Frequently Asked Questions
What is a maraca?
A vessel-rattle percussion instrument — a closed container (traditionally a gourd) holding a small quantity of loose seeds, pebbles or beads that strike the inside walls of the container when shaken.
Where do maracas come from?
From the pre-Hispanic Caribbean and northern South American region, where vessel rattles of broadly identical construction are documented archaeologically over several thousand years. The Taíno of the Caribbean used gourd rattles in religious ceremony before European contact, and the modern Latin maraca descends from this indigenous tradition.
What is inside a maraca?
A small quantity of dry, hard objects: traditionally seeds (the capacho seeds of the Canna lily are the canonical material in Venezuela) or small pebbles. Modern professional maracas may use precisely measured quantities of plastic beads or other materials for tuning consistency.
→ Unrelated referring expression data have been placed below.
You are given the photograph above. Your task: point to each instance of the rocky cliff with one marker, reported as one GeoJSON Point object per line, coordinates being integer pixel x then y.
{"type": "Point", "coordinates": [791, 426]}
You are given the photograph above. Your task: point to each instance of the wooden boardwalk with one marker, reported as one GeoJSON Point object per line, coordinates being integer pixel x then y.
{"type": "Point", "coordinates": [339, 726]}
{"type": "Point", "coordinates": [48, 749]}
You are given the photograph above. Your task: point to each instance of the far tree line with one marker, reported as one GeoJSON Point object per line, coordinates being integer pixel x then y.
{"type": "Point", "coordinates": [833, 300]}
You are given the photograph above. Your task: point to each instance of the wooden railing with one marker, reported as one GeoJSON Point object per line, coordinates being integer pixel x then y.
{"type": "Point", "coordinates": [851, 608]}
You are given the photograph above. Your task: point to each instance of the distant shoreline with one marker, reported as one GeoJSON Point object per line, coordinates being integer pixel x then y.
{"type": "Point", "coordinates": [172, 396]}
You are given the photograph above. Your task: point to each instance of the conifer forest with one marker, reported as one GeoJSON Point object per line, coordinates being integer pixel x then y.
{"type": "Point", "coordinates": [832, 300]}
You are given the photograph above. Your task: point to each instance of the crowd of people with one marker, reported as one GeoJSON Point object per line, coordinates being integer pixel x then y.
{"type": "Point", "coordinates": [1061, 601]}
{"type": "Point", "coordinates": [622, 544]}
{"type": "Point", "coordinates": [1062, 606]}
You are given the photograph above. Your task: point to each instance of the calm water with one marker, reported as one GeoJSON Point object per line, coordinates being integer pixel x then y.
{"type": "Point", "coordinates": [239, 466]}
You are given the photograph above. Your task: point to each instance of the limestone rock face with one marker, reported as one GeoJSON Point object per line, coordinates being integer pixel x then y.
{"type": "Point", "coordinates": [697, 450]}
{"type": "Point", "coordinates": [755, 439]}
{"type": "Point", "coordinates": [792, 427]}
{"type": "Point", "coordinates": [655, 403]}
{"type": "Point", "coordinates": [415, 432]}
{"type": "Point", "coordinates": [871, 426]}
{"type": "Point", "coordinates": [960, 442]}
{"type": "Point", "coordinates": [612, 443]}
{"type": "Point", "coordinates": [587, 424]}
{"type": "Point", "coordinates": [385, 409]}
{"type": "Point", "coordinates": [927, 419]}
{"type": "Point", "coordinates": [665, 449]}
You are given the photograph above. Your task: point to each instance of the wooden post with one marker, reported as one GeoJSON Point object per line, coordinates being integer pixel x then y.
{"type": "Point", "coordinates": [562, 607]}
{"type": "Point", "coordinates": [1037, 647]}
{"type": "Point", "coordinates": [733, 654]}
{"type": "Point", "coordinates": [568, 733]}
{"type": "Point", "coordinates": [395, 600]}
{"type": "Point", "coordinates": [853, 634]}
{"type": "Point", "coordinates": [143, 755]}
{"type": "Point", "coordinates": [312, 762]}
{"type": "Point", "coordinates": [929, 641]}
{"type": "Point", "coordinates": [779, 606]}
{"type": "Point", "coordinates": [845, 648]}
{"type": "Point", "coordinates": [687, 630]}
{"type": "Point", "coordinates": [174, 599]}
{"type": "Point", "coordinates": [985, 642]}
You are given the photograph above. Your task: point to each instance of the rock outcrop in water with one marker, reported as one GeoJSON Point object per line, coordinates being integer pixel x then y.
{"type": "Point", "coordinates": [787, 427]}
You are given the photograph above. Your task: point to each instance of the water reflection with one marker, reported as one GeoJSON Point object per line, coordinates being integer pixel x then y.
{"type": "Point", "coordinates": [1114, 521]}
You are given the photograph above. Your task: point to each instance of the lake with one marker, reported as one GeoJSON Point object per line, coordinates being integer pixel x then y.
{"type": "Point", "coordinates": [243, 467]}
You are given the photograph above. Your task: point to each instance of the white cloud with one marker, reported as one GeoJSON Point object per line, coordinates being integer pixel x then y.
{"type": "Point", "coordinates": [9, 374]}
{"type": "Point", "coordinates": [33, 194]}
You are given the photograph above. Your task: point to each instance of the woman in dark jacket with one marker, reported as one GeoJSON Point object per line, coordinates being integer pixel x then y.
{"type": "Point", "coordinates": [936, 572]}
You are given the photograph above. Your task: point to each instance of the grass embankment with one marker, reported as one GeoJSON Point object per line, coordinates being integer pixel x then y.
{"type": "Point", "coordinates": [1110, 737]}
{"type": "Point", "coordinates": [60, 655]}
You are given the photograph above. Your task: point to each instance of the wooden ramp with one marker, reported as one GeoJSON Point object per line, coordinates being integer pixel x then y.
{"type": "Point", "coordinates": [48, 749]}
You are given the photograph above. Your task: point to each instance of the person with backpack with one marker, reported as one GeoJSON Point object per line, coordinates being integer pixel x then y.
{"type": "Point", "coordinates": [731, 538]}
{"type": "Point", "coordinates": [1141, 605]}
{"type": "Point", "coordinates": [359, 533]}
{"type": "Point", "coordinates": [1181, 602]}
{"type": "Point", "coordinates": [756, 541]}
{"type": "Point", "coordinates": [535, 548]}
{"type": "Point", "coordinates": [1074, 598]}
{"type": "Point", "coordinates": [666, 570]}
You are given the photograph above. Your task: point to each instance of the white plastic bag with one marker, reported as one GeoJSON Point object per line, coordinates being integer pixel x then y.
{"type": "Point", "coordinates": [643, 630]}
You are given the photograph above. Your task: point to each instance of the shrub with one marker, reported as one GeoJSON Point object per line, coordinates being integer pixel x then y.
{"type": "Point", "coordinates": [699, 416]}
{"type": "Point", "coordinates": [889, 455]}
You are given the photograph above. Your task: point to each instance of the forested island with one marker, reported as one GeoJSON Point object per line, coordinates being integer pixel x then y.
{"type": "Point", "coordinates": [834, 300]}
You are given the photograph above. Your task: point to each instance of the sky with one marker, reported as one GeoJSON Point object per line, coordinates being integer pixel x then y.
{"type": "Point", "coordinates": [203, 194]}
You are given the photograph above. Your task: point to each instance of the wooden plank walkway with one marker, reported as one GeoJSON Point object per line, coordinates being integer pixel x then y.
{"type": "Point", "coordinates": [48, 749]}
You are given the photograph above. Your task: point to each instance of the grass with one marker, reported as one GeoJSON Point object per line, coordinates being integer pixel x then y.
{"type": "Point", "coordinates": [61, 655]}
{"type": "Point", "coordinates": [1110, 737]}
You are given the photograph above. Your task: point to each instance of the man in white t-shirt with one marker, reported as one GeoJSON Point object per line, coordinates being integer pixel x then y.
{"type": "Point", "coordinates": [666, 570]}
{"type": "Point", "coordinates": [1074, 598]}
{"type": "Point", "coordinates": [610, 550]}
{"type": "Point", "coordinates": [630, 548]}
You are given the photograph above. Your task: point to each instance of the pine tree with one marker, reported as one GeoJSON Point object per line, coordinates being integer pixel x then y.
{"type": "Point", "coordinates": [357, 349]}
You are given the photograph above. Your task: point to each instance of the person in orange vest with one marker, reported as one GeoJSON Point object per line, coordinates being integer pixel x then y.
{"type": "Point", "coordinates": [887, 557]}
Why are maracas always played in pairs?
Because the standard Latin rhythmic patterns require alternating hand strokes between the two instruments, and the instruments are typically tuned slightly differently (one slightly higher, one slightly lower) so that the alternation produces a pulsing two-pitch rhythmic line.
What kind of music are maracas used for?
Cuban son, salsa, mambo, cha-cha-chá and other Cuban-derived genres; Venezuelan joropo; Puerto Rican folk and popular music; Afro-Caribbean and Afro-Brazilian religious music; and a vast range of Latin-influenced popular music worldwide.